(a) The director shall do all of the following:
(1) Promptly submit any state plan amendment or waiver request that may be necessary to implement this article.
(2) Promptly seek federal approvals or waivers as may be necessary to implement this article and to obtain federal financial participation to the maximum extent possible for the payments under this article.
(3) Amend the contracts between the managed health care plans and the department as necessary to incorporate the provisions of Sections 14169.5 and 14169.6 and promptly seek all necessary federal approvals of those amendments. The department shall pursue amendments to the contracts as soon as possible after the effective date of this article and Article 5.229 (commencing with Section 14169.31), and shall not wait for federal approval of this article or Article 5.229 (commencing with Section 14169.31) prior to pursuing amendments to the contracts. The amendments to the contracts shall, among other provisions, set forth an agreement to increase capitation payments to managed health care plans under Section 14169.5 and increase payments to hospitals under Section 14169.6 in a manner that relates back to July 1, 2011, or as soon thereafter as possible, conditioned on obtaining all federal approvals necessary for federal financial participation for the increased capitation payments to the managed health care plans.
(b) In implementing this article, the department may utilize the services of the Medi-Cal fiscal intermediary through a change order to the fiscal intermediary contract to administer this program, consistent with the requirements of Sections 14104.6, 14104.7, 14104.8, and 14104.9. Contracts entered into for purposes of implementing this article or Article 5.229 (commencing with Section 14169.31) shall not be subject to Part 2 (commencing with Section 10100) of Division 2 of the Public Contract Code.
(c) This article shall become inoperative if either of the following occurs:
(1) In the event, and on the effective date, of a final judicial determination made by any court of appellate jurisdiction or a final determination by the federal Department of Health and Human Services or the federal Centers for Medicare and Medicaid Services that Section 14169.2, Section 14169.3, or any provision of Section 14166.115 cannot be implemented.
(2) In the event both of the following conditions exist:
(A) The federal Centers for Medicare and Medicaid Services denies approval for, or does not approve before January 1, 2013, the implementation of Section 14169.2, Section 14169.3, or the quality assurance fee established pursuant to Article 5.229 (commencing with Section 14169.31).
(B) Section 14169.2, Section 14169.3, or Article 5.229 (commencing with Section 14169.31) cannot be modified by the department pursuant to subdivision (e) of Section 14169.33 in order to meet the requirements of federal law or to obtain federal approval.
(d) If this article becomes inoperative pursuant to paragraph (1) of subdivision (c) and the determination applies to any period or periods of time prior to the effective date of the determination, the department shall have authority to recoup all payments made pursuant to this article during that period or those periods of time.
(e) In the event any hospital, or any party on behalf of a hospital, shall initiate a case or proceeding in any state or federal court in which the hospital seeks any relief of any sort whatsoever, including, but not limited to, monetary relief, injunctive relief, declaratory relief, or a writ, based in whole or in part on a contention that any or all of this article or Article 5.229 (commencing with Section 14169.31) is unlawful and may not be lawfully implemented, both of the following shall apply:
(1) Payments shall not be made to the hospital pursuant to this article until the case or proceeding is finally resolved, including the final disposition of all appeals.
(2) Any amount computed to be payable to the hospital pursuant to this section for a project year shall be withheld by the department and shall be paid to the hospital only after the case or proceeding is finally resolved, including the final disposition of all appeals.

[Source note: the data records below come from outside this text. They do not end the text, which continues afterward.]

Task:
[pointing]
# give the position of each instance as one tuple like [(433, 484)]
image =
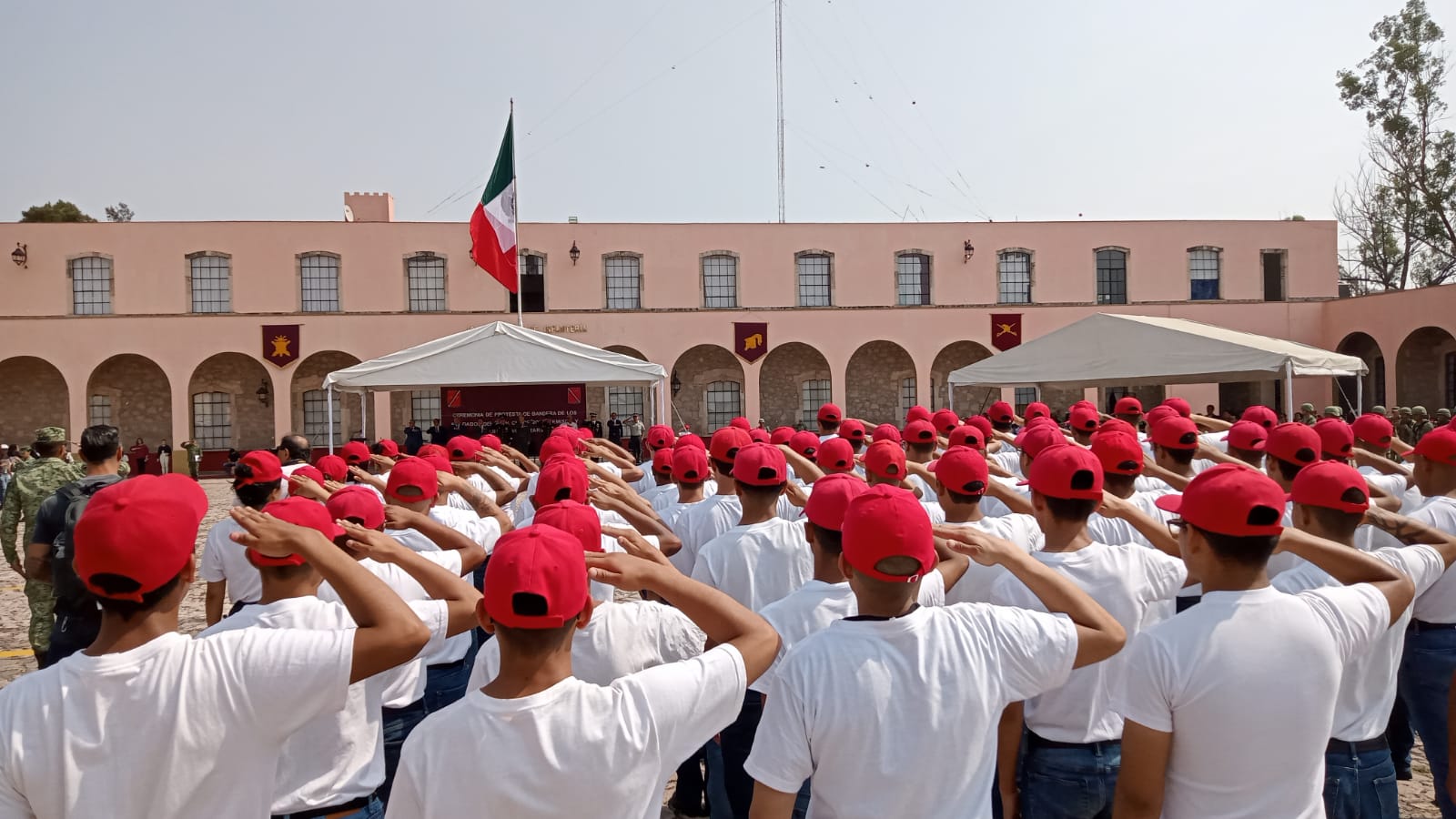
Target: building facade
[(159, 327)]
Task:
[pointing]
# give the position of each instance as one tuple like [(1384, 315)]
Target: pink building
[(157, 327)]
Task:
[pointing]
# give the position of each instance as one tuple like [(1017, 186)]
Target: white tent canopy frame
[(495, 354), (1125, 350)]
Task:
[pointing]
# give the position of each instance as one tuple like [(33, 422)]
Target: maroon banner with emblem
[(750, 339), (280, 344), (1005, 329)]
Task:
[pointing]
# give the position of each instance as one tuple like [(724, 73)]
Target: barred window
[(724, 404), (814, 280), (91, 286), (720, 281), (319, 278), (623, 283), (912, 278), (213, 420), (427, 283), (1014, 278), (211, 285)]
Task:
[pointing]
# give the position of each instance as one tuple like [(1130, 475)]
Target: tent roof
[(1150, 350), (495, 354)]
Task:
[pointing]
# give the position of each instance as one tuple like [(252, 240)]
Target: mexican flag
[(492, 225)]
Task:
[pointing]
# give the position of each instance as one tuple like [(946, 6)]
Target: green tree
[(60, 210), (1400, 210)]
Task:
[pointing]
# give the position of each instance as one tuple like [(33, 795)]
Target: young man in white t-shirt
[(859, 704), (1072, 736), (1228, 705), (538, 742), (172, 726)]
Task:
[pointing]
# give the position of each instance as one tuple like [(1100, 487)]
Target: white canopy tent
[(1107, 349), (497, 354)]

(f) Subject to Section 14169.34, no payment shall be made under this article until all necessary federal approvals for the payment and for the fee provisions in Article 5.229 (commencing with Section 14169.31) have been obtained and the fee has been imposed and collected. Notwithstanding any other provision of law, payments under this article shall be made only to the extent that the fee established in Article 5.229 (commencing with Section 14169.31) is collected and available to cover the nonfederal share of the payments.
(g) A hospital’s receipt of payments under this article for services rendered prior to the effective date of this article is conditioned on the hospital’s continued participation in Medi-Cal for at least 30 days after the effective date of this article.
(h) All payments made by the department to hospitals, managed health care plans, and mental health plans under this article shall be made only from the following:
(1) The quality assurance fee set forth in Article 5.229 (commencing with Section 14169.31) and due and payable on or before December 31, 2013, along with any interest or other investment income thereon.
(2) Federal reimbursement and any other related federal funds.
(Amended by Stats. 2012, Ch. 23, Sec. 101. (AB 1467) Effective June 27, 2012. Conditionally inoperative as provided in this section (subd. (c), para. (1)) and Section 14169.40, or on date prescribed in Section 14169.16. Repealed on or after January 1, 2015, as provided in Section 14169.16. Note: Provisions for inoperation affect Article 5.228, commencing with Section 14169.1.)